And the Wall Street Journal reports one case of convict leasing, where reparations seem very appropriate.   [7-18-01]


A possible sleeper issue at this year's General Assembly, lost amidst overtures related to human sexuality and the attacks on Dirk Ficca's Peacemaking Conference remarks, might just be the issue of reparations for slavery. The issue will be coming to the General Assembly by way of a report from the Advocacy Committee for Racial Ethnic Concerns. The report includes a recommendation to form "a task force to study (in consultation with the Advocacy Committee for Racial Concerns) reparations for African-American, Native American and Alaskan Natives, Asian-Americans, Mexicans, Puerto Rican and others who have experienced significantly disparate treatment and report its findings and recommendations to the 216th General Assembly (2004).



The reparations issue is nothing new. The issue of reparations for slavery was first raised early in the nineteenth century and has been with us in various forms ever since. In the early 1960's it was an issue seriously debated within the African-American community.



More recently Rep. John Conyers (D-Mich.) introduced H.R. 40: THE COMMISSION TO STUDY REPARATIONS PROPOSALS FOR AFRICAN AMERICANS ACT. The legislation calls upon the United States government "To acknowledge the fundamental injustice, cruelty, brutality, and inhumanity of slavery in the United States and in 13 American colonies between 1619 and 1865 and to establish a commission to examine the institution of slavery, subsequently de jure and de facto racial and economic discrimination against African-Americans, and the impact of those forces on living African-Americans, to make recommendations to the Congress on appropriate remedies and other purposes."
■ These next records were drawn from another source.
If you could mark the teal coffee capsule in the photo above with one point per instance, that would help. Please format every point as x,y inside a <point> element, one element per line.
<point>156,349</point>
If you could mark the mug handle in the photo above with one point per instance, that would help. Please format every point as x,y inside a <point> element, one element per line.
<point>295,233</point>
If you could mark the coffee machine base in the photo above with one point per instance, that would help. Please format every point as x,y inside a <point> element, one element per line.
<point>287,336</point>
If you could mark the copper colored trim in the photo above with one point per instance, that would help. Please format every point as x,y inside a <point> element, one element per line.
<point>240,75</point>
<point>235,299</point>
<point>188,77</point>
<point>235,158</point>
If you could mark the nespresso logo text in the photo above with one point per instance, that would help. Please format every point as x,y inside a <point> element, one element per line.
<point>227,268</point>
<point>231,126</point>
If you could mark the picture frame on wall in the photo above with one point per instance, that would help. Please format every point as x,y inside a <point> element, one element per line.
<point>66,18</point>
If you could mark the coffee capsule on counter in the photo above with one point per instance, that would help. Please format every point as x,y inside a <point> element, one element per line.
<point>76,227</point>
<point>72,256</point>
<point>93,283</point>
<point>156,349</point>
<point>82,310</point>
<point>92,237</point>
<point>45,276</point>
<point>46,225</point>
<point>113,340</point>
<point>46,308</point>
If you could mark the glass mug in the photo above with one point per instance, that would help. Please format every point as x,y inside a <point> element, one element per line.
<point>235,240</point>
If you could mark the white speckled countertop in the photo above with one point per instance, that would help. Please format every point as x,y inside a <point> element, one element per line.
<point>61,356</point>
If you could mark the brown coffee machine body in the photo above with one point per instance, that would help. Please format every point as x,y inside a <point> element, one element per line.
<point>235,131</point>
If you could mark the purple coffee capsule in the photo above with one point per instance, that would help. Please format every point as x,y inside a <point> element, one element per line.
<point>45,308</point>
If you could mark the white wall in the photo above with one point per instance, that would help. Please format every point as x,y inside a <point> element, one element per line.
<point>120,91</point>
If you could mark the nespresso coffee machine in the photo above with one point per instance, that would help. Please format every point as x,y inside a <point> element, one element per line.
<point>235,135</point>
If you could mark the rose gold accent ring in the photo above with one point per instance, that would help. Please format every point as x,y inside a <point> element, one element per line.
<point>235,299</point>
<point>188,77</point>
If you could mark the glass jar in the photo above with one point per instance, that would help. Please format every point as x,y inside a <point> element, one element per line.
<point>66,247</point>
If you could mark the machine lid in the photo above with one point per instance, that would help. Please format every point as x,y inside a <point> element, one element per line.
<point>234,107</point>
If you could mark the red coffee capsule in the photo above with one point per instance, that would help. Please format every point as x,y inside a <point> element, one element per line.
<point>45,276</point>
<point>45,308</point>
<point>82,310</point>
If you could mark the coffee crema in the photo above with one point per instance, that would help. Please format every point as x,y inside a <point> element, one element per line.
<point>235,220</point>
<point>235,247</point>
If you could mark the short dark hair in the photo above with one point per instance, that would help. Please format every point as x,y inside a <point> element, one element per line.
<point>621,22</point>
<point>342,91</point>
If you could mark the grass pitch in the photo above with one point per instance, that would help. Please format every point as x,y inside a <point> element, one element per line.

Rep. Conyer's introduction of H.R. 40 can be viewed as an extension and outgrowth of the reparations debate.



Even more recently, a David Horowitz paid advertisement in Brown University's campus newspaper, an advertisement that argued against Reparations, ignited student protest and campus-wide debate. The reparations debate has been heating up even more since the Horowitz ad.



The General Assembly of the Presbyterian Church (U.S.A.) won't be the only Reformed governing body asked to consider the reparations issue this coming summer. The United Church of Christ and the Disciples of Christ will be asked to consider it as well.



Even though the Witherspoon Society has not (as of yet) adopted a position on the reparations issue, Witherspoon Society Issues Analyst Christian Iosso has stated "I'm afraid that for most of the U.S. population, even for many of the Black population, the reparations for slavery arguments are going to be a hard sell." Hard sell or not, at least discussing and even studying the Reparations Issue could go a long way in helping our church come to terms with its own segregated past (and present). Witherspoon Society members and all social justice minded Presbyterians are advised to closely watch the reparations issue at this year's GA .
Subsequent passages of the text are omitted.